RT-qPCR analysis: The day before the stimulation, KERTr, KERTr Sh Sc, and KERTr Sh NRF2 cells were seeded into 12-well plates (7.5 × 10⁵ cells/well). The solutions containing EHD (10 μM), CinA (100 μM), PBS (0.1%), or a mixture of EHD (10 μM) and CinA (100 μM) were added in wells for 2 h and 6 h. At the end of each time of treatment, cultured cells were trypsinized and centrifuged at 5,000 × g for 3 min at 4°C to get a cell pellet. Cells were then washed twice by centrifugation with cold PBS. Total RNA isolation was performed with PureLink™ RNA Mini (Invitrogen). Total RNA content was measured at 230, 260, and 280 nm by spectrophotometry for quantification and quality assessment. 500 ng total RNA were reverse-transcribed using the thermal cycler T100 (Bio-Rad) in a total-20 μL reaction mixture: 2.5 μM of Oligo (dT) (Promega, Charbonnières-les-Bains, France), 0.5 mM of deoxy-nucleotide triphosphate (dNTP; MP Biomedicals, Illkirch, France), 1 U/μL of Superscript IV Reverse Transcriptase (Invitrogen), 1 U/μL of Recombinant RNasin Ribonuclease Inhibitor (Promega), 5 mM of dithiothreitol (Invitrogen), 5 mM of reverse transcriptase buffer (Invitrogen). 1/20th of each generated cDNA was used for real-time PCR analysis, which was performed using the SYBR Green technology (Sso Advanced universal SYBR Green SuperMix, Bio-Rad) on thermal cycler CFX384 (Bio-Rad). As shown in Table 1, specific forward and reverse primers were used at a final concentration of 0.5 μM for the detection of the investigated genes HMOX1, NQO1, IL1A, IL1B, IL6, CXCL8, IL23A, IL24, TNF, TSLP, ACTB and GAPDH encoding, respectively, for HO-1, NQO1, IL-1α, IL-1β, IL-6, IL-8, IL-23 (subunit α), IL-24, TNF-α, TSLP, β-actin and Glyceraldehyde-3-phosphate dehydrogenase (GAPDH). Each sample was monitored in duplicate. The results were analyzed using the Bio-Rad CFX Manager software and were expressed by fold factor calculated by comparing the Ct values obtained from treated and untreated cells (PBS 0.1%) at the same time of exposure and corrected with ACTB and GAPDH expression.

TABLE 1

TABLE 1. Sequences for primers used in RT-qPCR.

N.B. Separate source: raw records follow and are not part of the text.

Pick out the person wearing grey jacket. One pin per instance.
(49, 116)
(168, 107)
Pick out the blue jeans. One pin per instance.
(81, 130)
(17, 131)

Statistical analysis: The Mann-Whitney U-test was used. All data are presented as mean values ±SEM. Measurements were considered significant at a p-value ≤ 0.05 or ≤0.1 using GraphPad Prism (San Diego, United States).

Results

A CV70 of EHD equal to 10 μM in KERTr cells was determined by flow cytometry (data not shown) and was used in this work. For CinA, a value of CV70 equal to 100 μM had already been determined in previous work. Moreover, the ability of CinA 100 μM to induce NRF2 pathway had been shown in KERTr cells (Vallion et al., 2022). The effect of the mixture EHD plus CinA on cell viability in KERTr cells was also investigated and did not induce different cell viability after treatment compared to EHD or CinA alone (Supplementary Figure S1).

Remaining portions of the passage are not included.